Putin has a much more effective way of bringing the pain to Erdogan, however. The leftist newspaper Radikal quoted the daily BasHaber’s interview tith

Prof. Abbas Vali of Bogazici University, who said [BBC Monitoring trans]:

“The PYD [Kurdish Democratic Union Party] was pleased about Russia’s intervention in Syria. An alliance between the PYD and Russia is inevitable. Russia’s bombardment of the radical Islamist groups on the ground will have a huge impact on the PYD operations. (…) Russia’s operations will considerably bolster the PYD on the ground.”

The PYD and its paramilitary arm, the YPG (People’s Protection Unites) are considered by Turkey to be branches of the separatist Kurdish terrorist organization the PKK (Kurdistan Workers Party), but the US and Russia do not agree, and have been willing to cooperate with the leftist Kurds in Syria against Daesh (ISIS, ISIL).

Putin is attempting to shore up the government of Bashar al-Assad, while Turkey hopes to see it overthrown by Muslim fundamentalist rebels. Putin is angling for an alliance of the leftist Kurds with the Baath regime against Daesh Radikal notes (BBC Mon. trans.):

“In a meeting in Sochi last month ( 23 October 2015,) Vladimir Putin spoke of his country’s goals for the air operations and their intentions regarding Kurds as follows: ” You cannot separate terrorists as moderates and extremists. Defeating terrorist groups in Syria will not resolve all the problems but it will create the necessary conditions for a political solution. The government and Kurdish forces in Syria should join forces in combating terrorism. Our air operations in Syria will have positive results.”

Nothing would anger Turkey’s government more than for Russia to give military support to the Syrian Kurds in their quest to establish a connected territory, “Rojava,” linking the three major Kurdish cantons in northern Syria.

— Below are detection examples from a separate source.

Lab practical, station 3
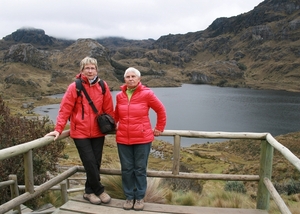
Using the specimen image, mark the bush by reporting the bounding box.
[0,96,64,207]
[224,181,247,194]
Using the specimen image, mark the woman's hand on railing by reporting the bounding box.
[153,129,161,136]
[45,131,60,141]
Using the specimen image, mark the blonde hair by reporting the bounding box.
[80,56,98,71]
[124,67,141,77]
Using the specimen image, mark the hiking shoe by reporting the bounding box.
[123,199,133,210]
[133,199,144,210]
[98,192,111,204]
[83,193,101,204]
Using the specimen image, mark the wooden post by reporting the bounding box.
[60,181,69,204]
[172,135,180,175]
[8,175,22,213]
[256,140,274,210]
[24,149,34,194]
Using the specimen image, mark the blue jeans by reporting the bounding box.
[117,142,152,200]
[73,137,105,195]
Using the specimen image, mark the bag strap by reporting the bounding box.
[82,83,98,114]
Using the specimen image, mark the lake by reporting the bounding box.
[34,84,300,147]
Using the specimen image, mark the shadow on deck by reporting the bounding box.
[53,195,268,214]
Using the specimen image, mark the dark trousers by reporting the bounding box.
[117,142,152,200]
[74,137,105,196]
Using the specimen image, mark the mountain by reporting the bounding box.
[0,0,300,97]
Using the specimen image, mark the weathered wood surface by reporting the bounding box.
[54,195,268,214]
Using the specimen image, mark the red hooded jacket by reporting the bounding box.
[55,74,114,139]
[115,83,167,145]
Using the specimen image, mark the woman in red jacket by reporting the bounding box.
[115,67,166,210]
[46,57,113,204]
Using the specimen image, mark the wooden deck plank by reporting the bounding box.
[54,196,268,214]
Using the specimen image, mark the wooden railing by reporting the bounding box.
[0,130,300,214]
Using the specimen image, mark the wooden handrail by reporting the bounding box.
[0,130,300,214]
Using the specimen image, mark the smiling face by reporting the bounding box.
[124,71,141,88]
[81,64,97,80]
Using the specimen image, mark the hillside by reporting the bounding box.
[0,0,300,105]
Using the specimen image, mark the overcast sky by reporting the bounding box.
[0,0,263,40]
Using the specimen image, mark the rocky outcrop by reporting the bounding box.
[0,0,300,98]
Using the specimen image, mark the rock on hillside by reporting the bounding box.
[0,0,300,100]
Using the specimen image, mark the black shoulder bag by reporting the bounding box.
[82,82,116,134]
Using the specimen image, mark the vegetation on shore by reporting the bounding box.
[2,95,300,213]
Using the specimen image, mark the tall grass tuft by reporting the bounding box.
[145,178,168,204]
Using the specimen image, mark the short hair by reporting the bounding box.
[80,56,98,71]
[124,67,141,77]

Semih Idiz of the Cumhuriyet (“the Republic), a left of center Turkish paper, revealed (BBC Monitoring trans.) that in response to the shoot down of the Russian fighter jet:

“The Russian General Staff Chief has also stated that they are going to provide aerial escorts to the jets carrying out the bombing campaign against the Turkmens, which they are going to step up substantially, “in order to protect them from behind.”

Idiz, in an article on how al-Assad is the main beneficiary of the shootdown, concluded,

“When we look at the political sphere, Moscow is going to try to render Turkey as ineffective as possible in the Syrian negotiations. It is useful to recall that the United States and Russia are spearheading the negotiations in question. And it is also useful to keep in mind that Turkey, because of a series of strategic mistakes, is one of the weakest links of the “Syrian table.”

Now if you were [Syrian President Bashar] Al-Assad, would you not be rejoicing on account of Turkey’s having shot down the Russian plane?